Alcofoam could therefore theoretically decrease what we call quality of hand hygiene by causing users to use less product during each hand hygiene event. Though this has not been directly proven out, this could theoretically result in increased infections.

What makes the foam experience different?

In contrast, an October 2018 study focusing on the qualitative aspects of liquid, gel and foam determined that foam was the most desirable medium used by healthcare workers. The factors users favoured most were fast absorption, moisturizing effects, non-sticky feeling, clean feeling, and low smell. The study concluded that alcofoam could increase compliance rates because it combined the benefits of both gel and liquid, leading to the most positive user experience.

Taking this one step further, a 2007 study led by Traore and Coauthor  attempted to compare compliance rates of gel and liquid hand sanitizers. The study showed that the introduction of gel at a healthcare facility led to increased compliance, due to gel being perceived as the more skin friendly product.

The takeaway.

Since alcofoam was rated to be even more user friendly, we could expect the results shown by Traore and Coauthors to be more striking in an alcofoam study.

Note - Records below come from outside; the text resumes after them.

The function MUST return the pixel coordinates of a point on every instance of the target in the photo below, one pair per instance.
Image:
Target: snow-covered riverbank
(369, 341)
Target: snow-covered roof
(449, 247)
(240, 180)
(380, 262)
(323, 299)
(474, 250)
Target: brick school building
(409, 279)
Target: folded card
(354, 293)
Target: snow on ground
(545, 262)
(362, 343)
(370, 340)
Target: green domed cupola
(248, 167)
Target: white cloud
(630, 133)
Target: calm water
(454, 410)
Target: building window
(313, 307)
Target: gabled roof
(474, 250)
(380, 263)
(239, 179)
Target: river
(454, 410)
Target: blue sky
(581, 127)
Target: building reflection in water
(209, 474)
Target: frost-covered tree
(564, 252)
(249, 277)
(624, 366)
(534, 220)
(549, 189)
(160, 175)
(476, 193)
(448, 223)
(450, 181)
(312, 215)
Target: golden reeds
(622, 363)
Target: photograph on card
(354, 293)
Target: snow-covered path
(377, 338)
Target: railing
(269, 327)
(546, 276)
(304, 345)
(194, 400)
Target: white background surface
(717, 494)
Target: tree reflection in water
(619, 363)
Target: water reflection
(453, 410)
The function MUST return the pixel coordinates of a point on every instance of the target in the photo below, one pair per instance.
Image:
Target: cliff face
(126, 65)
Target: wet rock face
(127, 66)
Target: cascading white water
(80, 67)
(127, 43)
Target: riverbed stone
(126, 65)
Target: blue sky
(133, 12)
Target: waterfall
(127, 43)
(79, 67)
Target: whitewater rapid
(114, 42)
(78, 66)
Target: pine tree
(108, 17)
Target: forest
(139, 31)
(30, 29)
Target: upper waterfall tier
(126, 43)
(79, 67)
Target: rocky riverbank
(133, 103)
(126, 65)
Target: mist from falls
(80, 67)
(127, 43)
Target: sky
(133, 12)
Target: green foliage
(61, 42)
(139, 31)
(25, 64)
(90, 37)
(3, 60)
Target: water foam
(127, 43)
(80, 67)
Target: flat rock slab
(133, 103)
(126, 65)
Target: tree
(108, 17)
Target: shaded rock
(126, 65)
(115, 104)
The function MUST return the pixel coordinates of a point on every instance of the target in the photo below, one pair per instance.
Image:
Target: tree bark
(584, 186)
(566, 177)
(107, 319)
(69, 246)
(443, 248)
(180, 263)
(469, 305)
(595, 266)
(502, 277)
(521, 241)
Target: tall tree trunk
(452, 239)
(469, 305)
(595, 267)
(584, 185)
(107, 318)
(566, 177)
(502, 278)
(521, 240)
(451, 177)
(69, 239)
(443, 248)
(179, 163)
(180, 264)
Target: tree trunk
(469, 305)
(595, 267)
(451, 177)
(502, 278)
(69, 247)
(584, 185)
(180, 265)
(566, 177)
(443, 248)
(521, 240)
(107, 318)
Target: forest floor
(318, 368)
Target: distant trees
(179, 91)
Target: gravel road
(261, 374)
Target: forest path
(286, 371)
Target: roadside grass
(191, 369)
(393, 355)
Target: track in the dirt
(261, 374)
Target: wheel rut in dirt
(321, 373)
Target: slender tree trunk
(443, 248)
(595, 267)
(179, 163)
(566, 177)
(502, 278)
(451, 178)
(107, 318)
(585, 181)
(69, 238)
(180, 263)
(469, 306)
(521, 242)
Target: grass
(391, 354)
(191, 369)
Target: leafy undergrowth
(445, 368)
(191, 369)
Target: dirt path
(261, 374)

The user – friendly nature of this product, is likely at the core of its fast market adoption. However, in order to properly assess the choice between alcofoam, gel, and liquid ABHRs, more studies are needed. These studies should focus in particular on the counteracting effects of decreased quality of hand hygiene and increased compliance rates.

Sources

  1. Gold, Nina A & Avva, Usha Alcohol Sanitizer NCIB Bookshelf, National Institute of Health. www.ncbi.nlm.nih.gov/books/NBK513254/?report=printable
  2. Greenaway R, Ormandy K, Fellows C, Hollowood T, Impact of hand sanitizer format (gel/foam/liquid) and dose amount on the sensory properties and acceptability towards improving hand hygiene compliance as perceived by health care professionals, Journal of Hospital Infection (2018), doi: 10.1016/j.jhin.2018.07.011.
  3. Traore O, Hugonnet S, Lubbe J, Griffiths W, Pittet D: Liquid versus gel handrub formulation: a prospective intervention study. Crit Care 2007.